Mas, ao mesmo tempo, Madre Teresa manifesta uma consciência ímpar: sua participação na obra redentora de Cristo que assume o abandono da cruz como experiência de solidariedade com todos os pecadores e distantes de Deus “Quero viver neste mundo tão distante de Deus e que virou as costas à luz de Jesus, para ajudar as pessoas, tomando sobre mim algo do seu sofrimento”. Toda mística verdadeira pressupõe esta dilacerante experiência do ateísmo, vivido como distância de Deus. Não existe outra maneira de se cultivar a presença de Deus do que se exercitar no desejo de tal proximidade por entre os escombros angustiantes de sua distância e ausência.

Os místicos vivem, portanto, numa proximidade inusitada com aqueles que sofrem na pele a angústia do abandono de Deus. Ambos experimentam de maneira singular a vertigem de lançar-se no fundo. É quanto exprime Madre Teresa, em uma de suas cartas a seu pai espiritual: “Estive a ponto de dizer Não… Sinto-me como se algo um dia ou outro devesse despedaçar-se em mim. […] Ora por mim, para que eu não recuse Deus nesta hora. Não o quero, mas temo poder fazê-lo”.
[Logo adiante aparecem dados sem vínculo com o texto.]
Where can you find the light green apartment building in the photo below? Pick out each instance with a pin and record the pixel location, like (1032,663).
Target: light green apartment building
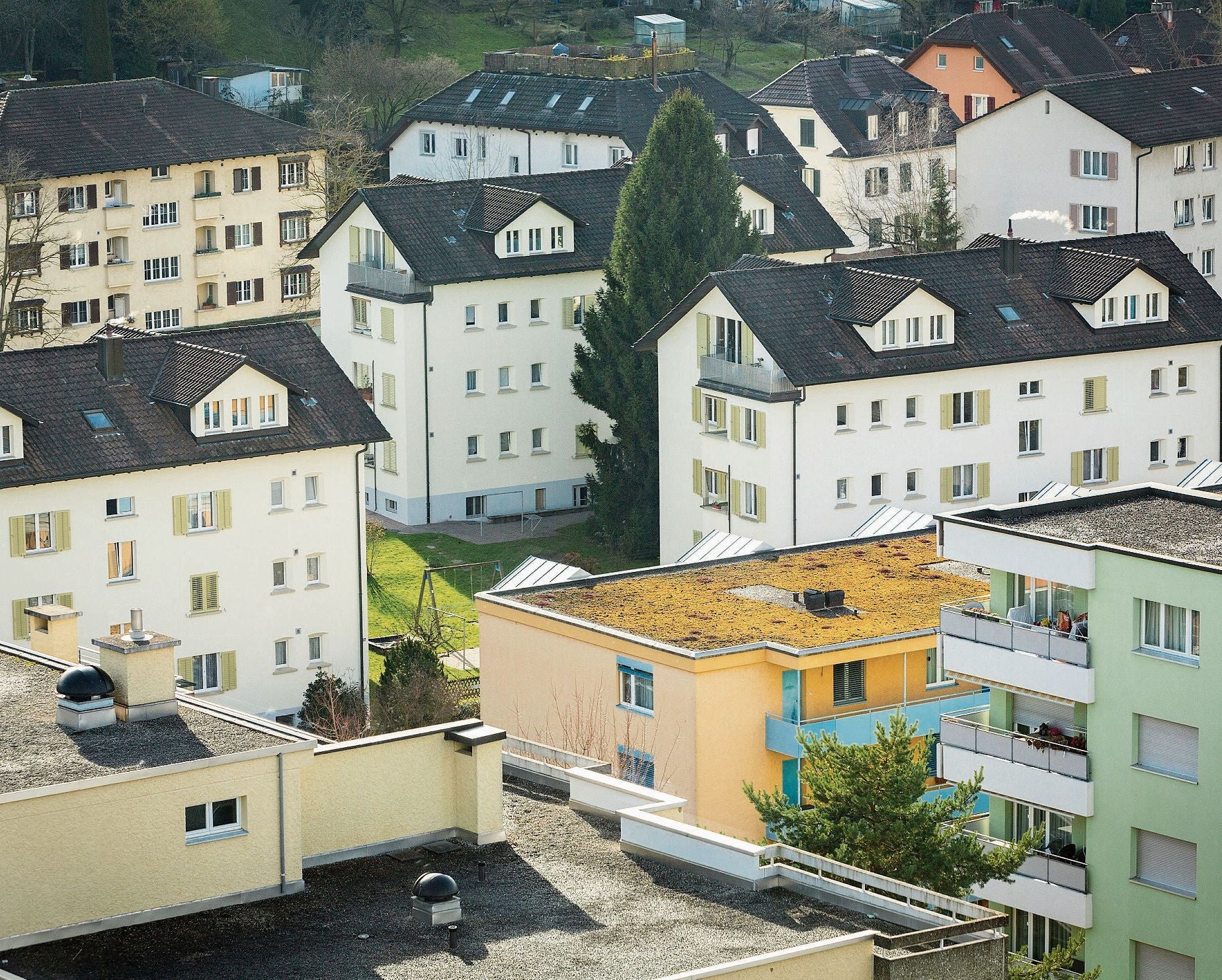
(1101,642)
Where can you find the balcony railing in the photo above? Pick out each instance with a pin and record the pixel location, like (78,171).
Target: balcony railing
(395,281)
(748,377)
(968,731)
(969,620)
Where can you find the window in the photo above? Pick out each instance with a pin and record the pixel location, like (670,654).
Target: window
(161,269)
(637,687)
(848,682)
(208,819)
(1029,436)
(1166,863)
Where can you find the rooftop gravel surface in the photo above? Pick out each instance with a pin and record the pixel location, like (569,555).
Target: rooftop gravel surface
(890,583)
(560,901)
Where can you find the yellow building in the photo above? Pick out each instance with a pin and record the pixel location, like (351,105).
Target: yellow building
(697,677)
(124,801)
(147,200)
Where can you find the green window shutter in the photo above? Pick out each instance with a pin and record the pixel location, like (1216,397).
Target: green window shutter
(229,670)
(180,514)
(20,624)
(63,530)
(224,510)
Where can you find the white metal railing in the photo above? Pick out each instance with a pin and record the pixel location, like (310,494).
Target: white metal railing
(968,621)
(396,281)
(749,377)
(962,731)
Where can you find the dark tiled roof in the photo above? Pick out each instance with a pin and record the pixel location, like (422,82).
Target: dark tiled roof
(622,106)
(844,101)
(1045,44)
(1153,109)
(56,384)
(112,126)
(790,311)
(1145,42)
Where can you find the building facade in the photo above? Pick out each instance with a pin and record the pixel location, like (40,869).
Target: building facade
(192,479)
(925,380)
(1095,638)
(175,212)
(1092,159)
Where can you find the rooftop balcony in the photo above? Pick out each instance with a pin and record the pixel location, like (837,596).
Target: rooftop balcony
(1043,771)
(1032,658)
(770,383)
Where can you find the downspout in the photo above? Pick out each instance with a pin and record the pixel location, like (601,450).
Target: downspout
(1137,191)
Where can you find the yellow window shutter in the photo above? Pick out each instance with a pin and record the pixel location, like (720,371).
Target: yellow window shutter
(1076,468)
(180,514)
(229,670)
(63,530)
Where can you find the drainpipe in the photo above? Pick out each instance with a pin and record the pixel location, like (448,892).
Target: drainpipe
(1137,191)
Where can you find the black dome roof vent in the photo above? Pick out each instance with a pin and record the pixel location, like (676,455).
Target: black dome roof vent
(435,887)
(83,683)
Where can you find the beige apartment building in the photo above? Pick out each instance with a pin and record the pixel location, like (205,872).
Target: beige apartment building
(152,203)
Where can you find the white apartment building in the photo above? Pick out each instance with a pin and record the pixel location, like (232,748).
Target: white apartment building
(1101,157)
(870,135)
(929,380)
(456,308)
(214,484)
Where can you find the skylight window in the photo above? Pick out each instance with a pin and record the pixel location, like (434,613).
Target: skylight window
(98,421)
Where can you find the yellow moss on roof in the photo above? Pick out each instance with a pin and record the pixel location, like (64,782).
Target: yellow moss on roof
(887,581)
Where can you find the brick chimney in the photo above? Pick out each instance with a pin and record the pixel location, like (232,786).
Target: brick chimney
(142,667)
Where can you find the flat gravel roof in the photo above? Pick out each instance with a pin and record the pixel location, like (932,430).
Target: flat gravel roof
(560,901)
(1154,522)
(37,752)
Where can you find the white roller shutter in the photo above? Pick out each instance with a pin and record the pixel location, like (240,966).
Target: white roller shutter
(1167,747)
(1155,963)
(1167,862)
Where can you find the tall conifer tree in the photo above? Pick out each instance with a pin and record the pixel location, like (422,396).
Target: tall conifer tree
(680,219)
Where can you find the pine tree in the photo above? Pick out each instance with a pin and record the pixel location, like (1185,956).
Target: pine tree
(680,218)
(99,65)
(941,230)
(867,811)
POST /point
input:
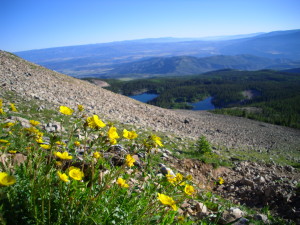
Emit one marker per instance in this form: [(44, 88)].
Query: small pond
[(205, 104), (145, 97)]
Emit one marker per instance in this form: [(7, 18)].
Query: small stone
[(165, 170), (261, 217)]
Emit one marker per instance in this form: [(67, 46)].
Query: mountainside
[(278, 44), (188, 65), (34, 82), (97, 59)]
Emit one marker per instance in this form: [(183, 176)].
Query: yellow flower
[(157, 140), (171, 178), (58, 163), (6, 180), (9, 124), (174, 179), (39, 140), (182, 184), (64, 155), (13, 107), (189, 189), (66, 110), (179, 177), (130, 160), (75, 173), (77, 143), (129, 134), (112, 133), (166, 200), (221, 180), (34, 122), (96, 155), (45, 146), (122, 183), (32, 130), (80, 108), (189, 177), (60, 143), (94, 122), (2, 111), (63, 177), (180, 219)]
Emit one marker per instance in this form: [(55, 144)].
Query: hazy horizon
[(34, 24)]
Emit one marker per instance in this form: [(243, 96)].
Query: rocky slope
[(32, 81)]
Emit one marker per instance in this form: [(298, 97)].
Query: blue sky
[(36, 24)]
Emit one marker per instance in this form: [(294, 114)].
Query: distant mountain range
[(163, 56), (187, 65)]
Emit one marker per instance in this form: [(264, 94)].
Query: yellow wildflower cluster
[(157, 140), (129, 134), (64, 155), (130, 160), (122, 183), (94, 122), (6, 180), (167, 200), (113, 135), (74, 172), (66, 110), (38, 135)]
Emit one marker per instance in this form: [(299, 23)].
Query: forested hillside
[(275, 95)]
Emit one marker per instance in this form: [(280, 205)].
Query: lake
[(145, 97), (205, 104)]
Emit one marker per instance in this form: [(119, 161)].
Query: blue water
[(205, 104), (145, 97)]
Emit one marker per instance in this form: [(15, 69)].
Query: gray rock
[(165, 170)]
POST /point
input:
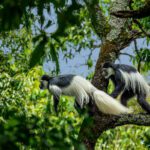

A partir do conteúdo de suas cartas espirituais, Madre Teresa se nos afigura como uma mulher excepcional. Ela transfigurou sua sede de Deus numa incansável busca de solidariedade com Seus filhos e filhas preferidos, os pobres mais pobres. Nela, portanto, não se percebe nenhum ranço de separação, e muito menos de contraposição, entre pobreza material e pobreza espiritual. Ela nos recorda que somente um despojamento interior vivido na mais profunda radicalidade é capaz de propiciar uma solidariedade efetiva para com os pobres e desvalidos deste mundo. E nos ensina ainda que é no cuidado solidário para com os mais pobres que se aguça a sede de Deus e que se intensifica o desejo Dele.

E assim fazendo, ela se nos revela como uma mulher profundamente solidária com os homens e as mulheres de seu tempo. Encontramo-nos, na verdade, divididos entres aqueles que vivem a angústia da crise de sentido e aqueles que se sentem anestesiados pelo “excesso de crença”. Talvez o maior legado de Madre Teresa consista no testemunho de uma intrínseca reciprocidade entre desejo de Deus e solidariedade efetiva para com suas criaturas mais frágeis. Diante deste testemunho de singular experiência humana e espiritual, cabe-nos, afinal, a pergunta: por que insistir em reduzir os santos e santas a meros dispensadores de benefícios e graças, ou a personagens que estão aí apenas para nos dar bom exemplo?